En prière sur le mont Nébo, lieu du mémorial de Moïse 

Le 4 septembre était célébrée la fête de saint Moïse, législateur et prophète, qui a conduit le peuple de l'alliance en le faisant passer de l'esclavage en Égypte à la liberté en Terre Promise. Moïse n’y entrera pas, mais il la verra depuis le mont Nébo, le sommet du Pisga, en face de Jéricho (Dt 34, 1-12). C'est là que se trouve aujourd'hui le sanctuaire gardé par les franciscains de la Custodie de Terre Sainte, où chaque année, une messe est célébrée en souvenir de saint Moïse. 

« Le contexte de la pandémie de Covid-19 nous a de nouveau empêché de vivre une célébration solennelle - explique fr. Raffaele Caputo, supérieur du couvent franciscain du Mont Nébo -. Malgré ces temps difficiles, le 4 septembre au matin, la messe a été célébrée dans la chapelle du couvent, présidée par Mgr Mauro Lalli, chargé d'affaires de la Nonciature Apostolique en Jordanie, qui est très attaché au Mont Nébo et à Saint Moïse ». Outre un frère étudiant de la Custodie présent, quelques religieux et religieuses, en service en Jordanie, ont également participé à la messe.

Dans son homélie, Mgr Mauro Lalli a évoqué la figure de Moïse, qui a obéi à Dieu lorsque celui-ci lui révéla qu'il n'entrerait pas en Terre Promise. Moïse reflète ainsi la figure du serviteur obéissant, qu’incarnera plus tard Jésus. 

« Ce fut un moment très intense de recueillement pendant la messe - poursuit fr. Raphaël -. Nous avons prié saint Moïse, afin qu'il intercède pour que l'humanité soit libérée de cette pandémie. Nous avons rappelé dans nos prières tous les confrères de notre Custodie bien aimée, en particulier ceux qui ont fait leur première profession solennelle le 4 septembre. Nous espérons que l'année prochaine, nous pourrons célébrer cette fête avec toute la solennité voulue notre patron saint Moïse ».

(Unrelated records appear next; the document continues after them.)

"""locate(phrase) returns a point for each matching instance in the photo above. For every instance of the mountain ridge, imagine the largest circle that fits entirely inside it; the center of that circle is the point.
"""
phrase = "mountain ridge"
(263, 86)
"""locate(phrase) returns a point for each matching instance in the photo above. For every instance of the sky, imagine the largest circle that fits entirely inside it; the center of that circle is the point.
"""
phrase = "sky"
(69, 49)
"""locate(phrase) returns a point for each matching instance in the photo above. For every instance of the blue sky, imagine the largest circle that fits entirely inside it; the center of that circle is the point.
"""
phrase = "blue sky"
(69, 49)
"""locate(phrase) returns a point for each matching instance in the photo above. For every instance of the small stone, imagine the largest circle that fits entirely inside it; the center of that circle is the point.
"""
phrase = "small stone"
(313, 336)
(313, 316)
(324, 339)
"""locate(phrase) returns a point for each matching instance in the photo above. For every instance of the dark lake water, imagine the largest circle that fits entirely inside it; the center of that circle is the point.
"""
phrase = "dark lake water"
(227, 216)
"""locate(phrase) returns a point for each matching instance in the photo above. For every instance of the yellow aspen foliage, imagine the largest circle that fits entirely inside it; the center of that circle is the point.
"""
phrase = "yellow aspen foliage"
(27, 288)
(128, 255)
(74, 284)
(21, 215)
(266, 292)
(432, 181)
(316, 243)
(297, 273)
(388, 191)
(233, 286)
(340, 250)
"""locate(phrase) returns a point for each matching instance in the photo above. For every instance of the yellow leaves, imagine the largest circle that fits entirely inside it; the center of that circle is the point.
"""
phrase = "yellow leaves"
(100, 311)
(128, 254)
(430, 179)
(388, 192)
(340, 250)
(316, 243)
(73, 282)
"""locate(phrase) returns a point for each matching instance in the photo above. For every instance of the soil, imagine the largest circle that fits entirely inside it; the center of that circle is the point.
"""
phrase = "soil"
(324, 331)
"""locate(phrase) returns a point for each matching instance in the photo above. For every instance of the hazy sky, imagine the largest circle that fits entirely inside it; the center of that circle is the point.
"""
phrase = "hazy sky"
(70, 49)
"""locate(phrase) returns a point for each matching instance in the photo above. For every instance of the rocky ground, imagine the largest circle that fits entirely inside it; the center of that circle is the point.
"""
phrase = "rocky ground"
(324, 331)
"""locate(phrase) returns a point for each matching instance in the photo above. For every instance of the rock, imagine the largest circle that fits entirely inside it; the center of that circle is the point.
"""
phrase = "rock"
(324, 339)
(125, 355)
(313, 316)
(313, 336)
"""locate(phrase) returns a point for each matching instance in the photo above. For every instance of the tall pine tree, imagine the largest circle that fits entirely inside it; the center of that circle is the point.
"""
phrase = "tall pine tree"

Par rapport à la première année de la pandémie, le franciscain de Terre Sainte constate une légère amélioration de la situation, car aujourd'hui des petits groupes de pèlerins parviennent à atteindre le sanctuaire. « Il y a trois mois, en mai, un groupe de Polonais a célébré une messe dans le sanctuaire pour la première fois depuis le début de la pandémie - explique fr. Raphaël. Ces dernières semaines, nous avons également reçu trois groupes très nombreux en provenance du Nigeria. Des locaux, curieux, viennent souvent ici, surtout les vendredis et samedis, pour découvrir notre sanctuaire. Nous accueillons aussi parfois des petits groupes internationaux travaillant pour des délégations diplomatiques ou des organisations de coopération internationale en Jordanie, qui viennent au Mont Nébo comme dans un lieu de détente, car il est isolé de la ville ».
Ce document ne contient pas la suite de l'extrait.